A major challenge facing us in this post-genomic era is how to extract maximum information from completed genome sequence assemblies (1
), so as to address basic questions in gene annotation, expression profiling, gene regulation and genome variation.
The sequencing approach has clear advantages over microarrays by elucidating the exact nucleotide content of target DNA sequences. However, a major constraint has been its higher cost and lower data-generation speed relative to microarrays. As an improvement on methods involving one template per read, serial analysis of gene expression (SAGE) was developed (2
). This strategy utilizes short DNA tags representing an entire DNA fragment, and the concatenation of these tags for efficient sequencing enables the characterization of whole transcriptomes and genomes. However, the mapping of short single tags to the genome often results in positional ambiguities. This drawback was partially addressed in recent modifications that specifically extracted 5′ terminal signatures of cDNA (4
), but it was the simultaneous tagging of both 5′ and 3′ terminal signatures that provided an ideal solution. To achieve this, we initially developed an intermediate approach that separately extracted 5′ and 3′ terminal tags from cDNA fragments for sequencing (6
). Subsequently, we developed gene identification signature (GIS) analysis, in which the 5′ and 3′ signatures of each full-length transcript were simultaneously extracted, then covalently-linked into paired-end ditag (PET) structures for concatenated high-throughput sequencing and the accurate demarcation of transcriptional unit boundaries in assembled genome sequences (7
). An average capillary sequencing read (700–800 bp) of a single GIS-PET library clone would reveal 10–15 PET U, thus representing a 20- to 30-fold increase in annotation efficiency compared to the bidirectional sequencing analysis of full-length cDNA (flcDNA) clones.
We have also successfully applied this PET-based DNA analysis strategy to characterize genomic DNA fragments enriched for specific target sites by chromatin immunoprecipitation (ChIP), and these chromatin immunoprecipitation-PET (ChIP-PET) analyses have provided a global overview of p53 transcription factor binding sites in the human genome (6
), as well as Oct4
targets in the mouse genome (8
The PET concept can conceivably be applied to other DNA sequence analyses that will benefit from paired-end characterization, including the study of epigenetic elements and genome scaffolding. One point to note is that while the number of sequencing reads (~50
000) required for a comprehensive GIS-PET or ChIP-PET analysis is miniscule for most genome centers with state-of-the-art Sanger capillary sequencers, and within the reach of core facilities in university laboratories, the final cost of each PET experiment can be significant. Hence, we are continually seeking ways to improve the efficiency and cost-effectiveness of PET analysis.

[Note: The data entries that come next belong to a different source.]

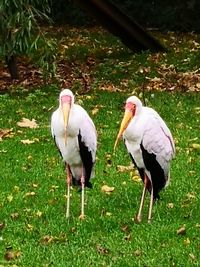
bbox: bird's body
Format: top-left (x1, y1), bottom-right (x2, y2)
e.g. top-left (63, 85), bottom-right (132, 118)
top-left (116, 96), bottom-right (175, 224)
top-left (51, 89), bottom-right (97, 220)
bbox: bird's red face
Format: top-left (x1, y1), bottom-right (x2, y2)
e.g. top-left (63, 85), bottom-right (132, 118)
top-left (61, 95), bottom-right (72, 144)
top-left (114, 102), bottom-right (136, 150)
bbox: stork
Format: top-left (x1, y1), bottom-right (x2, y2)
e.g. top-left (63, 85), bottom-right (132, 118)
top-left (114, 96), bottom-right (175, 223)
top-left (51, 89), bottom-right (97, 219)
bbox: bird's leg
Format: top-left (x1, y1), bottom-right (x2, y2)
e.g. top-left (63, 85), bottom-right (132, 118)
top-left (79, 167), bottom-right (85, 219)
top-left (66, 164), bottom-right (71, 218)
top-left (148, 185), bottom-right (153, 223)
top-left (136, 182), bottom-right (146, 223)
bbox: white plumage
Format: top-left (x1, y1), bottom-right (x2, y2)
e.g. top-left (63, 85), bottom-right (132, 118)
top-left (51, 89), bottom-right (97, 218)
top-left (115, 96), bottom-right (175, 222)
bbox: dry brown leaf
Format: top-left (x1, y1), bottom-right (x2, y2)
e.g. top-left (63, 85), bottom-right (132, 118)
top-left (0, 128), bottom-right (14, 141)
top-left (189, 253), bottom-right (196, 260)
top-left (191, 144), bottom-right (200, 149)
top-left (0, 222), bottom-right (5, 230)
top-left (101, 185), bottom-right (115, 194)
top-left (7, 195), bottom-right (13, 202)
top-left (10, 212), bottom-right (19, 220)
top-left (134, 249), bottom-right (142, 257)
top-left (117, 164), bottom-right (134, 172)
top-left (96, 244), bottom-right (108, 254)
top-left (21, 139), bottom-right (35, 145)
top-left (25, 192), bottom-right (36, 197)
top-left (131, 175), bottom-right (141, 183)
top-left (40, 235), bottom-right (54, 244)
top-left (183, 238), bottom-right (191, 245)
top-left (176, 225), bottom-right (186, 235)
top-left (92, 107), bottom-right (99, 115)
top-left (17, 118), bottom-right (38, 129)
top-left (167, 203), bottom-right (174, 209)
top-left (4, 249), bottom-right (21, 261)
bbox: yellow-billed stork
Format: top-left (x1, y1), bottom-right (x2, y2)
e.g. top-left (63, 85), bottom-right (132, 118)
top-left (51, 89), bottom-right (97, 219)
top-left (114, 96), bottom-right (175, 223)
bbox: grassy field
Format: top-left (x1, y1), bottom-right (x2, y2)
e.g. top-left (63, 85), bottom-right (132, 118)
top-left (0, 28), bottom-right (200, 267)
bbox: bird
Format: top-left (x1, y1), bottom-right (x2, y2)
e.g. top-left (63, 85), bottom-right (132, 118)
top-left (51, 89), bottom-right (97, 219)
top-left (114, 96), bottom-right (175, 223)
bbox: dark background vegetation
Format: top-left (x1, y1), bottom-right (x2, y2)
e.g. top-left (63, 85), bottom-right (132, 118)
top-left (51, 0), bottom-right (200, 32)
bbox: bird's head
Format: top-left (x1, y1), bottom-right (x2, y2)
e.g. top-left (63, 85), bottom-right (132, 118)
top-left (59, 89), bottom-right (74, 144)
top-left (114, 96), bottom-right (142, 150)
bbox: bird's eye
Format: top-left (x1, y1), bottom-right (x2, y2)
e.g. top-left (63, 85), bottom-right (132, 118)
top-left (125, 102), bottom-right (135, 114)
top-left (61, 95), bottom-right (72, 104)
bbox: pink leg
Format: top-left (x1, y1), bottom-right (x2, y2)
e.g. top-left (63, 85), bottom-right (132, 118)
top-left (135, 175), bottom-right (148, 223)
top-left (66, 164), bottom-right (71, 218)
top-left (148, 186), bottom-right (153, 223)
top-left (79, 167), bottom-right (85, 219)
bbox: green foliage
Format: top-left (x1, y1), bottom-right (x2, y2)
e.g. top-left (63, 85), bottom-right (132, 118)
top-left (0, 87), bottom-right (200, 267)
top-left (0, 0), bottom-right (56, 77)
top-left (0, 0), bottom-right (49, 57)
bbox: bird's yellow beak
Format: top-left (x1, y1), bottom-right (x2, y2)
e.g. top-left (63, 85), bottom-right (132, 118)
top-left (62, 103), bottom-right (71, 145)
top-left (114, 109), bottom-right (133, 151)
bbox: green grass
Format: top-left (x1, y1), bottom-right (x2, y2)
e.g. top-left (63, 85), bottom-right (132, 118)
top-left (0, 87), bottom-right (200, 267)
top-left (0, 28), bottom-right (200, 267)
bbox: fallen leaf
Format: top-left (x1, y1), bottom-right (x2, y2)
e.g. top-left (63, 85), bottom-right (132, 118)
top-left (17, 118), bottom-right (38, 129)
top-left (25, 192), bottom-right (36, 197)
top-left (117, 164), bottom-right (134, 172)
top-left (4, 248), bottom-right (21, 261)
top-left (21, 139), bottom-right (35, 145)
top-left (96, 244), bottom-right (108, 254)
top-left (26, 223), bottom-right (34, 232)
top-left (101, 185), bottom-right (115, 194)
top-left (0, 128), bottom-right (14, 141)
top-left (131, 175), bottom-right (141, 183)
top-left (10, 212), bottom-right (19, 220)
top-left (189, 253), bottom-right (196, 260)
top-left (167, 203), bottom-right (174, 209)
top-left (0, 222), bottom-right (5, 230)
top-left (134, 249), bottom-right (142, 257)
top-left (91, 107), bottom-right (99, 115)
top-left (191, 144), bottom-right (200, 149)
top-left (40, 235), bottom-right (54, 244)
top-left (176, 225), bottom-right (186, 235)
top-left (183, 238), bottom-right (191, 245)
top-left (35, 210), bottom-right (43, 218)
top-left (7, 195), bottom-right (13, 202)
top-left (124, 234), bottom-right (131, 241)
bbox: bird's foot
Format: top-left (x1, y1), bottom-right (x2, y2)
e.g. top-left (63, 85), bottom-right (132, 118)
top-left (79, 214), bottom-right (86, 220)
top-left (134, 214), bottom-right (142, 223)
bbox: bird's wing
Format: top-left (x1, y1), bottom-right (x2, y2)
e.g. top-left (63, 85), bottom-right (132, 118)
top-left (142, 113), bottom-right (175, 175)
top-left (51, 110), bottom-right (62, 156)
top-left (79, 114), bottom-right (97, 162)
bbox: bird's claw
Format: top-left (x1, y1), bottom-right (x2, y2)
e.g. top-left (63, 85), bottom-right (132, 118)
top-left (79, 214), bottom-right (86, 220)
top-left (134, 215), bottom-right (142, 223)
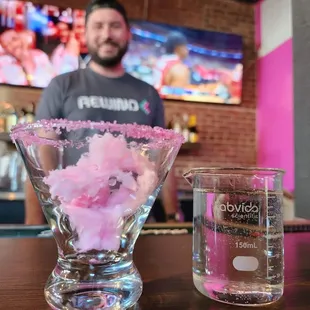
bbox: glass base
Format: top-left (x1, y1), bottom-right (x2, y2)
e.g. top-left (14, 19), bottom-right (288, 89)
top-left (194, 276), bottom-right (283, 307)
top-left (44, 259), bottom-right (142, 310)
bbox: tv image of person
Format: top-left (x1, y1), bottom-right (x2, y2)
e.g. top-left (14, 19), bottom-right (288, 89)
top-left (154, 31), bottom-right (191, 92)
top-left (25, 0), bottom-right (177, 225)
top-left (51, 22), bottom-right (80, 74)
top-left (0, 29), bottom-right (55, 87)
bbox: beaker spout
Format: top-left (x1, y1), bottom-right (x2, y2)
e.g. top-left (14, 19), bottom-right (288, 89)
top-left (183, 169), bottom-right (194, 187)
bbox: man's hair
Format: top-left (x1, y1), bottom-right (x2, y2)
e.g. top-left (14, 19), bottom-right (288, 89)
top-left (85, 0), bottom-right (129, 27)
top-left (165, 31), bottom-right (187, 54)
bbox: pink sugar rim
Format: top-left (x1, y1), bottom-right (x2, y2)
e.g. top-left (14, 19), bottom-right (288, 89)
top-left (10, 119), bottom-right (184, 147)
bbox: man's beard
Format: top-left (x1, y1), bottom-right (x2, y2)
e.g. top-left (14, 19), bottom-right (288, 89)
top-left (88, 42), bottom-right (129, 68)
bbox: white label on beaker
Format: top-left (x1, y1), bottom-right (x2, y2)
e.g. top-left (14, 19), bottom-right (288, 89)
top-left (233, 256), bottom-right (258, 271)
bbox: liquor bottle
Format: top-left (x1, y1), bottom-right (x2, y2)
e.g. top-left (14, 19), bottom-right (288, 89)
top-left (182, 114), bottom-right (189, 142)
top-left (167, 120), bottom-right (173, 129)
top-left (188, 114), bottom-right (199, 143)
top-left (173, 115), bottom-right (182, 134)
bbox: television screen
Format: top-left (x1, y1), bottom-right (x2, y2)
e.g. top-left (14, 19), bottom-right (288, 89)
top-left (124, 21), bottom-right (243, 104)
top-left (0, 0), bottom-right (243, 104)
top-left (0, 0), bottom-right (87, 88)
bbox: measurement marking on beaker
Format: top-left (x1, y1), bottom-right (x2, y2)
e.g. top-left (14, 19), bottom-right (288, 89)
top-left (236, 242), bottom-right (257, 249)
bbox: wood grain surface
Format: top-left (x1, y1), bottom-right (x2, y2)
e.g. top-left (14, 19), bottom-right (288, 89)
top-left (0, 233), bottom-right (310, 310)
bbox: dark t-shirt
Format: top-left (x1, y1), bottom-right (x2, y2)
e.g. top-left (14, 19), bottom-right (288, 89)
top-left (36, 68), bottom-right (165, 166)
top-left (36, 68), bottom-right (165, 127)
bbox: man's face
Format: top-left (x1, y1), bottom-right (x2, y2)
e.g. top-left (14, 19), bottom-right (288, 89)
top-left (85, 8), bottom-right (131, 67)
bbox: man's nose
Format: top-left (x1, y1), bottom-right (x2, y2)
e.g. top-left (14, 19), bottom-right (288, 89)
top-left (100, 25), bottom-right (111, 40)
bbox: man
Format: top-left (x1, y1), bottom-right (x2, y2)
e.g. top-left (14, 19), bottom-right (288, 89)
top-left (25, 0), bottom-right (177, 225)
top-left (154, 32), bottom-right (190, 92)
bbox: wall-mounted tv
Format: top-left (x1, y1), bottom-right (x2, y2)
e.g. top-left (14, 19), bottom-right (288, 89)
top-left (124, 21), bottom-right (243, 104)
top-left (0, 0), bottom-right (87, 88)
top-left (0, 0), bottom-right (243, 104)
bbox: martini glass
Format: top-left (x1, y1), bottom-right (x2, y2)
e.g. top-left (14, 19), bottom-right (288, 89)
top-left (11, 120), bottom-right (183, 310)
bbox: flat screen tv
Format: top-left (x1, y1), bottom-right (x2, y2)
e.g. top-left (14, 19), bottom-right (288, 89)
top-left (0, 0), bottom-right (243, 104)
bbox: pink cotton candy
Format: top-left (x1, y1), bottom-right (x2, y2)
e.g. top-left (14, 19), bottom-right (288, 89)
top-left (44, 133), bottom-right (158, 252)
top-left (64, 205), bottom-right (123, 252)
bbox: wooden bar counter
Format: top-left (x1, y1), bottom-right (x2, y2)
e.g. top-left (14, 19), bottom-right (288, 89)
top-left (0, 232), bottom-right (310, 310)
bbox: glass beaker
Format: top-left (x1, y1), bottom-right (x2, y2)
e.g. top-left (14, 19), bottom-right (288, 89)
top-left (184, 168), bottom-right (284, 306)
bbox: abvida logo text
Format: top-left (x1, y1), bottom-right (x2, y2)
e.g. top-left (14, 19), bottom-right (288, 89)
top-left (218, 202), bottom-right (259, 213)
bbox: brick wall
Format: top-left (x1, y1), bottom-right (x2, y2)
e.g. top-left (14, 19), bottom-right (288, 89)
top-left (2, 0), bottom-right (256, 188)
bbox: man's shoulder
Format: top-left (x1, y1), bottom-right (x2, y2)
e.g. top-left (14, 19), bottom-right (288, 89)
top-left (126, 73), bottom-right (158, 95)
top-left (50, 69), bottom-right (85, 87)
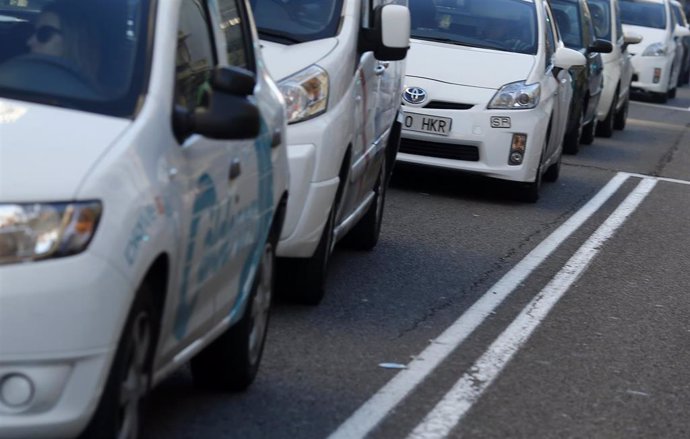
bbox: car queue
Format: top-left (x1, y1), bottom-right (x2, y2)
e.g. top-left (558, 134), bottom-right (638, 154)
top-left (0, 0), bottom-right (690, 438)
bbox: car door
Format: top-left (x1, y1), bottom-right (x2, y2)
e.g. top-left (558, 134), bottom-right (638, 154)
top-left (542, 2), bottom-right (572, 158)
top-left (161, 0), bottom-right (247, 361)
top-left (207, 0), bottom-right (264, 319)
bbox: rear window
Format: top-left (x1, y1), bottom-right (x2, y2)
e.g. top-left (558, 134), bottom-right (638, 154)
top-left (620, 0), bottom-right (666, 29)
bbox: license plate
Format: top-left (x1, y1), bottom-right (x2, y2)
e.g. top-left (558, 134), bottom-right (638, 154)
top-left (403, 112), bottom-right (453, 136)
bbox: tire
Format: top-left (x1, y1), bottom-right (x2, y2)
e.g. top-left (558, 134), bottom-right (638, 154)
top-left (563, 111), bottom-right (584, 155)
top-left (613, 96), bottom-right (630, 131)
top-left (79, 285), bottom-right (155, 439)
top-left (344, 155), bottom-right (387, 250)
top-left (597, 88), bottom-right (618, 137)
top-left (580, 115), bottom-right (597, 145)
top-left (278, 206), bottom-right (338, 305)
top-left (191, 240), bottom-right (275, 392)
top-left (543, 155), bottom-right (563, 183)
top-left (519, 163), bottom-right (542, 203)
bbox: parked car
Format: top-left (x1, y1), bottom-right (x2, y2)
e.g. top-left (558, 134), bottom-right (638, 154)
top-left (550, 0), bottom-right (613, 154)
top-left (252, 0), bottom-right (410, 304)
top-left (671, 0), bottom-right (690, 85)
top-left (398, 0), bottom-right (585, 202)
top-left (0, 0), bottom-right (288, 438)
top-left (587, 0), bottom-right (642, 137)
top-left (620, 0), bottom-right (690, 103)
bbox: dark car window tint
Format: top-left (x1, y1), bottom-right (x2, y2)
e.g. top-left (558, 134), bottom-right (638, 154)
top-left (175, 0), bottom-right (215, 111)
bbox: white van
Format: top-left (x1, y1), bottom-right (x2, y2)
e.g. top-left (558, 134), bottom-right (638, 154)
top-left (587, 0), bottom-right (642, 137)
top-left (251, 0), bottom-right (410, 304)
top-left (0, 0), bottom-right (288, 438)
top-left (620, 0), bottom-right (690, 102)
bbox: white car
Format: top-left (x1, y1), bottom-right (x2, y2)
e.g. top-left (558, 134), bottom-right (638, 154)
top-left (252, 0), bottom-right (410, 304)
top-left (620, 0), bottom-right (690, 102)
top-left (398, 0), bottom-right (585, 202)
top-left (0, 0), bottom-right (288, 438)
top-left (587, 0), bottom-right (642, 137)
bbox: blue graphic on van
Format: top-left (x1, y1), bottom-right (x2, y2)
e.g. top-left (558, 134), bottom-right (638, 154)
top-left (230, 119), bottom-right (273, 323)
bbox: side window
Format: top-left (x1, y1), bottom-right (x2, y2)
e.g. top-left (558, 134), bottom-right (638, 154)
top-left (175, 0), bottom-right (216, 111)
top-left (218, 0), bottom-right (254, 70)
top-left (615, 2), bottom-right (623, 42)
top-left (544, 7), bottom-right (556, 69)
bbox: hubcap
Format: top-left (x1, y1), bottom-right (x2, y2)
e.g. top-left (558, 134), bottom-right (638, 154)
top-left (117, 312), bottom-right (151, 439)
top-left (249, 243), bottom-right (273, 364)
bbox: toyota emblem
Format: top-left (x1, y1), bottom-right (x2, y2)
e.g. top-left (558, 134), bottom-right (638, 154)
top-left (403, 87), bottom-right (427, 104)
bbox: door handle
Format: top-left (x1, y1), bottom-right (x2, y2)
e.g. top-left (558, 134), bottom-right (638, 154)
top-left (228, 158), bottom-right (242, 181)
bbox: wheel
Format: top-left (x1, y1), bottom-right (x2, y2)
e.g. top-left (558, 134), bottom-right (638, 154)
top-left (191, 241), bottom-right (275, 392)
top-left (543, 155), bottom-right (563, 183)
top-left (80, 285), bottom-right (155, 439)
top-left (520, 159), bottom-right (542, 203)
top-left (597, 88), bottom-right (618, 137)
top-left (278, 207), bottom-right (338, 305)
top-left (613, 96), bottom-right (630, 130)
top-left (580, 115), bottom-right (597, 145)
top-left (344, 155), bottom-right (387, 250)
top-left (563, 111), bottom-right (584, 155)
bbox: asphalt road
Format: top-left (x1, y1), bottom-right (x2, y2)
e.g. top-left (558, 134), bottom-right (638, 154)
top-left (142, 87), bottom-right (690, 439)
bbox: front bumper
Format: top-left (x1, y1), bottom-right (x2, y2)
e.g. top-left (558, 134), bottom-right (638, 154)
top-left (397, 105), bottom-right (549, 182)
top-left (631, 55), bottom-right (672, 93)
top-left (0, 253), bottom-right (132, 438)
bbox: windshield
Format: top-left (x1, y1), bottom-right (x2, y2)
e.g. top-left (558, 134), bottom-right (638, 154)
top-left (0, 0), bottom-right (148, 117)
top-left (620, 0), bottom-right (666, 29)
top-left (250, 0), bottom-right (343, 44)
top-left (409, 0), bottom-right (538, 55)
top-left (551, 0), bottom-right (584, 50)
top-left (587, 0), bottom-right (611, 41)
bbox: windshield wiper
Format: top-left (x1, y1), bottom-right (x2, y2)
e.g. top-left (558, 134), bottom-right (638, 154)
top-left (258, 28), bottom-right (303, 44)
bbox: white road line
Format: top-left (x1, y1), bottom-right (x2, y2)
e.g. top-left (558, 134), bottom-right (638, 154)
top-left (621, 172), bottom-right (690, 186)
top-left (329, 174), bottom-right (629, 439)
top-left (630, 101), bottom-right (690, 111)
top-left (408, 179), bottom-right (657, 439)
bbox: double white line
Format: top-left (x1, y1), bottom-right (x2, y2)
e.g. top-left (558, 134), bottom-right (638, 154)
top-left (329, 173), bottom-right (657, 439)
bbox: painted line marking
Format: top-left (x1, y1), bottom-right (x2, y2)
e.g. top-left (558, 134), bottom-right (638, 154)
top-left (408, 179), bottom-right (657, 439)
top-left (329, 173), bottom-right (629, 439)
top-left (621, 172), bottom-right (690, 186)
top-left (630, 101), bottom-right (690, 111)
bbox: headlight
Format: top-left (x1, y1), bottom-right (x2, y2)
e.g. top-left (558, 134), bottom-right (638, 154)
top-left (489, 81), bottom-right (541, 110)
top-left (642, 43), bottom-right (666, 56)
top-left (278, 66), bottom-right (328, 123)
top-left (0, 201), bottom-right (102, 265)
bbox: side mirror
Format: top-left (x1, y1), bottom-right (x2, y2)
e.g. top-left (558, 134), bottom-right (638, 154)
top-left (623, 32), bottom-right (643, 51)
top-left (173, 67), bottom-right (261, 143)
top-left (552, 47), bottom-right (587, 70)
top-left (673, 24), bottom-right (690, 38)
top-left (588, 40), bottom-right (613, 53)
top-left (359, 5), bottom-right (410, 61)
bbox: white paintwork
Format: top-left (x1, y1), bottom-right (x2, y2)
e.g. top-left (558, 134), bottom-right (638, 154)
top-left (623, 0), bottom-right (683, 94)
top-left (397, 0), bottom-right (585, 186)
top-left (0, 0), bottom-right (288, 438)
top-left (407, 180), bottom-right (656, 439)
top-left (255, 0), bottom-right (409, 258)
top-left (329, 173), bottom-right (628, 439)
top-left (597, 0), bottom-right (644, 121)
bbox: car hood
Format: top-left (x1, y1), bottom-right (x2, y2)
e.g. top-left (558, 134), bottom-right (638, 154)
top-left (0, 99), bottom-right (131, 203)
top-left (261, 38), bottom-right (338, 81)
top-left (623, 24), bottom-right (666, 55)
top-left (407, 40), bottom-right (536, 90)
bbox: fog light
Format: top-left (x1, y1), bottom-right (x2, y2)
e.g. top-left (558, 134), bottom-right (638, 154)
top-left (0, 374), bottom-right (34, 408)
top-left (508, 134), bottom-right (527, 166)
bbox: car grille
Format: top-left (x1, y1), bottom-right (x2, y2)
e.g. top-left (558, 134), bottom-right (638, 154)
top-left (400, 139), bottom-right (479, 162)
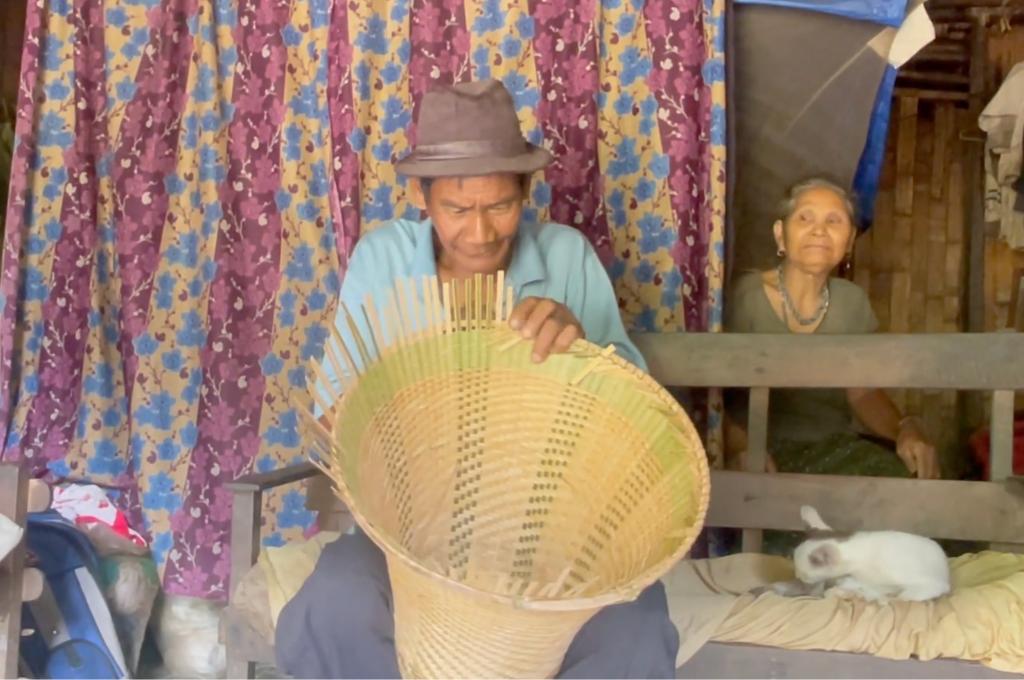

Recently, a novel, highly-parallel multiplex sequencing-by-synthesis method based on pyrosequencing in picolitre-scale reactions (454-sequencing™) was reported, in which ~300
000 DNA templates were simultaneously sequenced in a single 4 h machine run to a read-length of ~100 bases, with an accuracy of 99.6% (9
). Although this multiplex sequencing approach, as described, potentially yields a remarkable 100-fold increase in throughput compared with current Sanger capillary sequencing technology, its obvious weaknesses are the short-read length that limits wider application to many genome sequencing projects, and its inability to obtain paired-end information.
Another recent advance is the Polony sequencing technology (10
) that has as its chief advantages low sequencing cost, and the ability to produce paired-end reads of DNA fragments at a raw data acquisition rate reportedly an order of magnitude faster than conventional Sanger sequencing. In its current manifestation, however, the technology suffers from a lower-than-predicted throughput (~140 bp/s) and raw base-calling accuracies poorer than in Sanger sequencing. In addition, an unusual sequencing-by-ligation scheme results in short, discontiguous paired-end tags (each of 13 bases interrupted by an indeterminate gap of 4 to 5 bases) that is insufficient for specific mapping in complex genomes, thus precluding the Polony method from applications involving mammalian genome sequencing.
It was apparent to us that a melding of technologies would be highly beneficial: the massively-parallel, short-read nature of the new 454-sequencing method lends itself well to enhanced PET analysis: each ~40 bp PET would compensate for the inherent disadvantages of short-reads by providing paired-end information from long contiguous DNA fragments. Mapping of these PETs to assembled genomes would allow the original sequence to be inferred. Furthermore, by a simple modification of the original GIS-PET procedure, we were able to easily dimerize PETs prior to multiplex sequencing, thereby further increasing data-gathering efficiency. Finally, the very high sequencing throughput of 454-sequencing should allow the global analysis of transcriptomes and genomes at an unprecedented speed.
In this report we describe the utility, efficiency and accuracy of applying this multiplex sequencing of paired-end ditags (MS-PET) analysis to characterize both the human transcriptome and genome.